Maritain’s “Sign and Symbol”-part ii

Nov 18, 2010 23:58

It’s been a whole year since our first look at Maritain’s “Sign and Symbol,” and thus as good a time as any to continue “ransoming the time”-“for the days are evil” (Eph. 5:16).

Regarding what we might call the difference of human animals (which are semiotic) from brute animals (which are semiosic only), Maritain speaks thus:
    The birth of the idea, and hence of intellectual life in us, seems bound up with the discovery of the value of meaning of a sign. An animal employs signs without perceiving the relationship of meaning. To perceive the relationship of meaning is to have an idea-a spiritual sign.

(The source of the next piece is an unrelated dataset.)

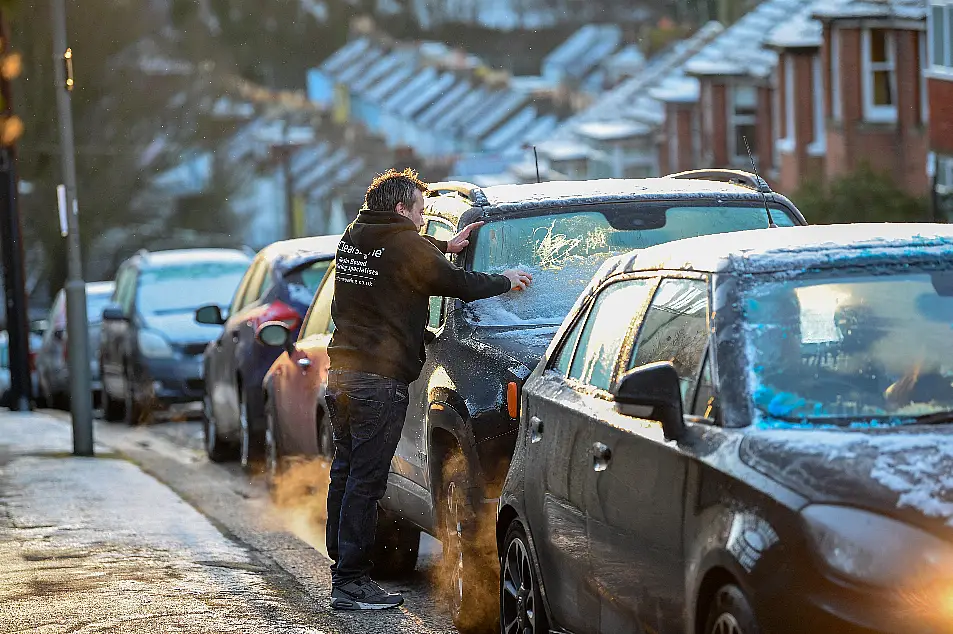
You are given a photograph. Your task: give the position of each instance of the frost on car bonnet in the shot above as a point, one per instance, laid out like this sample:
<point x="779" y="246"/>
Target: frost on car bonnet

Nothing could be more suggestive in this connection than that kind of miracle which is the first awakening of intelligence in blind deaf-mutes (Marie Heurtin, Helen Keller, Lydwine Lachance): essentially it depends upon the discovery of the relationship of the meaning of some gesture with regard to a desired object. The sign is the keystone of intellectual life. (220-21)
All animals have perceptual concepts (percepts), but only the human being has concepts in the stricter sense-abstract or intellectual concepts. Though Maritain speaks of these concepts or ideas as “spiritual” signs, by spiritual he simply means to distinguish the image-materiality of percepts from the relative immateriality of ideas. Take note that concepts of either kind-perceptual or intellectual-are only the first node (the signifier) of the triadic relation in which the sign really consists. The sign itself is what Maritain calls “the relationship of meaning”-i.e., the relation of (1) the signifier to (2) the object signified for (3) the cognizing mind. Now, nonhuman animals use these semiosic relations, but they do so unwittingly. They never shift from being merely semiosic to fully semiotic (self-consciously semiosic). For Maritain, the maturation of the human being qua rational animal depends precisely on this shift. Only when the human becomes semiotic-i.e., only when he or she becomes aware of sign-relations-does the human truly unfold into what distinguishes his or her nature from other forms of animal existence.